Ne zaman bir nebî görürseniz, Kur’ân-ı Kerim’de bir nebî adı, nebî kelimesi geçmişse o bir peygamberdir. Bütün peygamberler aynı zamanda resûldür. Ama bizim saflar derler ki: “Nebî olunmadan resûl olunmaz.”

Sevgili kardeşlerim! O kadar çok yanlışları var ki; hangisinden bahsetmek lâzım, bilmiyorum. “Nebî olunmadan resûl olunmaz.” diyorlar.

Allahû Tealâ ne kadar kavim gelmiş geçmişse, o kavimlerin her birinde resûl beas ettiğini söylüyor. Ve her devirde bir tane peygamber var. Nebî bir tane. Eğer nebî olunmadan resûl olunmazsa bütün o kavimlerdeki resûller, hepsi mi peygamber bu insanların? Ve bunları ispat ettiğimiz zaman küplere biniyor adamlar.

Sevgili kardeşlerim! Biz kendimize ait bir şey söylemiyoruz ki, bize niye kızıyorlar? Söz konusu olan şey, Kur’ân.

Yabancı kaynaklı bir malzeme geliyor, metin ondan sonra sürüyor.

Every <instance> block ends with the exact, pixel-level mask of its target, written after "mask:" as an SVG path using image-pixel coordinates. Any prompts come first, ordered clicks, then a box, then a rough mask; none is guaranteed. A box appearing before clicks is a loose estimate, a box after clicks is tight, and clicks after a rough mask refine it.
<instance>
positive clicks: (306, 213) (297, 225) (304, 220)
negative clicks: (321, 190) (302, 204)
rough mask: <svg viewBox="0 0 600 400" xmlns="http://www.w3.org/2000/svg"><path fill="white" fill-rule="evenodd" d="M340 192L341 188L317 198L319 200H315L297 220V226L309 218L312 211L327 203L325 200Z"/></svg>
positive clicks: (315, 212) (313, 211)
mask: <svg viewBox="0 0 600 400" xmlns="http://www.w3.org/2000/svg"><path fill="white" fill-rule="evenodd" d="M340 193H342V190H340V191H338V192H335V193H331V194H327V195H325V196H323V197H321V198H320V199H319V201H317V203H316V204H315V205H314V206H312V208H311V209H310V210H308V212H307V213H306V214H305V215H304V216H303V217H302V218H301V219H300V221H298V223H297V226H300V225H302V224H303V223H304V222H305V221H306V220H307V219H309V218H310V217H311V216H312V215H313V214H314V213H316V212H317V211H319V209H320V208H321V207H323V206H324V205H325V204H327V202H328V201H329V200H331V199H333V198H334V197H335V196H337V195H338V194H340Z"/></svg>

Bir adam, bir dîn profesörü, her şeyden evvel Kur’ân’ı bilmek mecburiyetinde değil mi? Öyleyse bu cehalet karşısında siz olsanız ne yapardınız? Allahû Tealâ size bir görev vermişse? Allah’ın öğrettiği Kur’ân’ı insanlara öğretmekle vazifeliyseniz? Gerçek Kur’ân’ı öğretmekle vazifeliyseniz? Ve o insanlar bilmiyorsa? O zaman bizim vazifemizi yapmamız, neden bu insanları bu kadar rahatsız ediyor? Arkasında sadece bir tek şey var sevgili kardeşlerim. Eğer Kur’ân hakikatlerini kabul ederlerse ve sizlere de “Gerçekten böyledir.” derlerse sizlerin yani halkımızın onları azarlayacağını zannediyorlar. “Mademki böyleydi, sen bize bunları neden şimdiye kadar söylemedin?” Korktukları tek şey bu. Böyle saçmalık olur mu sevgili kardeşlerim?

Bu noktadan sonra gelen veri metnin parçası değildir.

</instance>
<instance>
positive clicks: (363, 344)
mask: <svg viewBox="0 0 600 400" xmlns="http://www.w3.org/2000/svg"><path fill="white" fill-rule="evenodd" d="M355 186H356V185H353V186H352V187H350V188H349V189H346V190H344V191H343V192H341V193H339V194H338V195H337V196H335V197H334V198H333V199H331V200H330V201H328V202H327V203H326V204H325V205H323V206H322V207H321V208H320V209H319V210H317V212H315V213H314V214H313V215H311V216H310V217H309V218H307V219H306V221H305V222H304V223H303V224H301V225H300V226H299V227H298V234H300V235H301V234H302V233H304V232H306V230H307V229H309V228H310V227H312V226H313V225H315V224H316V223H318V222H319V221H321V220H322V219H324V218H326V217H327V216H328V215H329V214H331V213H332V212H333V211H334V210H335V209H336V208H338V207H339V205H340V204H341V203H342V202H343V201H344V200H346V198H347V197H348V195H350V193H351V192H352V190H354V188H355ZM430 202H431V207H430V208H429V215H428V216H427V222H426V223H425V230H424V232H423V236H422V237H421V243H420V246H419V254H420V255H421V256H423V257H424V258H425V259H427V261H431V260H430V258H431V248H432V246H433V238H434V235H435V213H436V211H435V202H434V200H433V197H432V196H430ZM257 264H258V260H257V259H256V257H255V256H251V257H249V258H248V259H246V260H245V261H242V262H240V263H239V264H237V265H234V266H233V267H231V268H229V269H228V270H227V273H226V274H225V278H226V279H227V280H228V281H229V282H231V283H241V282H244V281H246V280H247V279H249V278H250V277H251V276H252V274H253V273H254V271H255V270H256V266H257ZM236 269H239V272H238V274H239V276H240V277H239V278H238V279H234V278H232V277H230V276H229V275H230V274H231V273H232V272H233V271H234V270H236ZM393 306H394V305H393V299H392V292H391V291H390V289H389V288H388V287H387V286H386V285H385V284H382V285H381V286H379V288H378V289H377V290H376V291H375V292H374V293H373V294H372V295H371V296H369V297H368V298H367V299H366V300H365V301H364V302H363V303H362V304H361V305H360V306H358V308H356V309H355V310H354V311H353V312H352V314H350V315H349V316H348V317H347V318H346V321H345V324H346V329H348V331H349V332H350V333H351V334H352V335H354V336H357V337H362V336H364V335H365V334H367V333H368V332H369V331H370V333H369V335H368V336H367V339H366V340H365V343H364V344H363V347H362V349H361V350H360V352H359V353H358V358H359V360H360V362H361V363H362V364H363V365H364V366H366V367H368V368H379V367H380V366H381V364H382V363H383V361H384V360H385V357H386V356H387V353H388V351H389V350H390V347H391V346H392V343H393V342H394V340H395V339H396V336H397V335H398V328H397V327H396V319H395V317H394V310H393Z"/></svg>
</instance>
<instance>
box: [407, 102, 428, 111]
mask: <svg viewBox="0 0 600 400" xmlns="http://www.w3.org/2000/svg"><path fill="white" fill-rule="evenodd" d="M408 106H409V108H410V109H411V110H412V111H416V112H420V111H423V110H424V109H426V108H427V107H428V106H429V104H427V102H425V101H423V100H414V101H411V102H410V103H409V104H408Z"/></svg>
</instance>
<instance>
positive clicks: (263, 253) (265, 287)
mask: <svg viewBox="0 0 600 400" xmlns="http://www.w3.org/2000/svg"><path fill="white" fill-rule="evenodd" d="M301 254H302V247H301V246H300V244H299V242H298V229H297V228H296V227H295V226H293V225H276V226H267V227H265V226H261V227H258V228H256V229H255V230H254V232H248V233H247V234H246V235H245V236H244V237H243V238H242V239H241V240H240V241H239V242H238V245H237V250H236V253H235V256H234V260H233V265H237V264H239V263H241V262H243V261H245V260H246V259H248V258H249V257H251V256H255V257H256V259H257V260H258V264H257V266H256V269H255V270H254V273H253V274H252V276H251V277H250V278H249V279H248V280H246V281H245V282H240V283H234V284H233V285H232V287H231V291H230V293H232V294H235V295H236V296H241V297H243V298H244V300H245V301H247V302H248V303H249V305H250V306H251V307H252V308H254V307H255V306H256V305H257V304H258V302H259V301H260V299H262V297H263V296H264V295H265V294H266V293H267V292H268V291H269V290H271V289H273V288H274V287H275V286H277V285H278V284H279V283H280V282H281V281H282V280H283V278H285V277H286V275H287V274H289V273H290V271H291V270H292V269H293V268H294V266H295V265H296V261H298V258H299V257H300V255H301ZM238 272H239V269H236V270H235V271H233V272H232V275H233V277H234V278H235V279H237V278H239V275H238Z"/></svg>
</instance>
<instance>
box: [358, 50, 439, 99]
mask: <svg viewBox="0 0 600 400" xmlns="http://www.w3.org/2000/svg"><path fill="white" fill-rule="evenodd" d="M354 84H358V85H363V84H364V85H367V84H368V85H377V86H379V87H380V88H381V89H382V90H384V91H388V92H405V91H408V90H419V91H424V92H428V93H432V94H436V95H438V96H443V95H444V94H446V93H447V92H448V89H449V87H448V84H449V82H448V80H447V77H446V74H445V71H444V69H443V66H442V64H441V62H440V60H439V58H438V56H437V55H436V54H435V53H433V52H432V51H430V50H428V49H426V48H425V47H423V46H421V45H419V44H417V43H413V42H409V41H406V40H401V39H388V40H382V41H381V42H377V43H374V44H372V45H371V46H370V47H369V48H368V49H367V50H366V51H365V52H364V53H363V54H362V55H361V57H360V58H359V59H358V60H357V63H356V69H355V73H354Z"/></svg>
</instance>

Evvelâ kanun: Herkes sadece öğrendiğini öğretebilir. Bu kardeşlerimiz eksik bir eğitimle eğitildiler. Ve öğrendiklerini öğretmekle vazifeliler. Bilmedikleri şeyleri elbette öğretemezler. O zaman neden korkuyorsunuz? Kim size söylerse; “Bu hakikatler mademki Kur’ân-ı Kerim’de vardı, neden bize öğretmediniz?” derse söyleyeceğiniz söz hazır değil mi? Biz de sizi müdafaa etmeyecek miyiz buradan? Öğrenmediğiniz bir şeyi nasıl öğreteceksiniz insana? Eğer Allahû Tealâ bize öğretmeseydi, biz de sizlere öğretemezdik. Ama eğer Allahû Tealâ bunları bize öğrettiyse, biz size bunları öğretmekle vazifeliyiz.

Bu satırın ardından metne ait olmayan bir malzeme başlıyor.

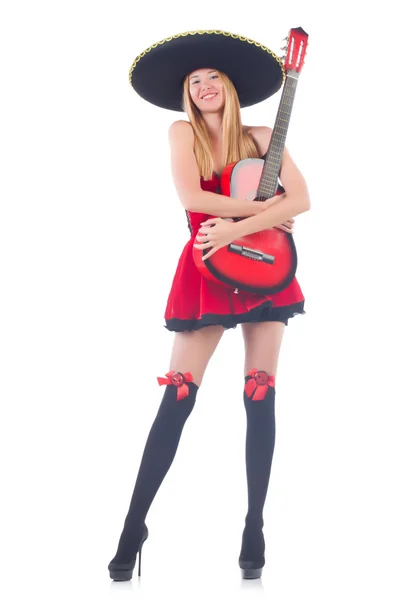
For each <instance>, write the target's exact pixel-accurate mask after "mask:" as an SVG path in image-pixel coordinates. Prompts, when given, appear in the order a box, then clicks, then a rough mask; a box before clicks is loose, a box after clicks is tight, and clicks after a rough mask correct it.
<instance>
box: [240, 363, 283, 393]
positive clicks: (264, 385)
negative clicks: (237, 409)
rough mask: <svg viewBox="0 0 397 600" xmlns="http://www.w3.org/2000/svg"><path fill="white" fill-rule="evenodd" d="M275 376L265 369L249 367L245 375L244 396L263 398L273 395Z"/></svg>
mask: <svg viewBox="0 0 397 600" xmlns="http://www.w3.org/2000/svg"><path fill="white" fill-rule="evenodd" d="M275 386H276V377H275V375H271V374H270V373H268V372H267V371H263V370H258V369H251V371H249V373H248V374H247V375H246V376H245V386H244V398H245V399H247V400H264V399H265V398H267V397H270V396H271V397H273V398H274V396H275Z"/></svg>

Kimler itiraz ediyorsa onları görmek istiyorum. Her şehirde konferans vereceğim. Kim bize bilmediğimiz bir şeyi öğretebilirse ona bir mükâfat vermeyi düşünüyorum. Söz konusu olan şey, Kur’ân’ın gizli kalmış, tatbikattan birer birer çıkarılmış o temel hükümleri.

Tekrar ediyorum: Tam 7 tane safha.

1- Allah’a ulaşmayı dilemek.

Bu adamlar onları bilmiyor. Sevgili kardeşlerim! Bunu bilmedikleri zaman zaten bitti film. Neden bitti, biliyor musunuz? Eğer bir insan Allah’a ulaşmayı dilemezse;

* O kişi küfürdedir.
* O kişi dalâlettedir.
* O kişi hüsrandadır.
* O kişi Allah’ın âyetlerinden gâfildir.

Profesörlük diploması kimseye Allah’ın âyetlerinden gâfil olmak konusunda, o gafletten kurtulmak konusunda bir garanti vermiyor. Gafletten kurtulmak bir talebe bağlı: Allah’a ulaşmayı dilemek. Bu insanlar Allah’a ulaşmayı inkâr ediyorlar. “İnsan ruhunun ölmeden evvel Allah’a ulaşması mümkün değildir.” diyorlar.

Bu kadar çok safsatayı, bu kadar çok yanlışı bir arada kullanan bu insanlar, o öğrettikleri üniversitelerde doktora talebelerine, master talebelerine, üniversite seviyesinde öğretim görenlere hep bu yanlışları öğretiyorlar.
 
Öyleyse artık kendimize gelmenin zamanı gelmiştir. Boşuna geçirecek vaktimiz yok. İnsanlara doğruyu hepimiz birden öğretmekle mükellefiz. Öyleyse evvelâ bu sevgili anlı şanlı profesörlerimiz, Allah’ın Kur’ân’ını öğrenmek mecburiyetindeler. Kur’ân meali yazanlar da bu söylediğimiz konuya dahildir.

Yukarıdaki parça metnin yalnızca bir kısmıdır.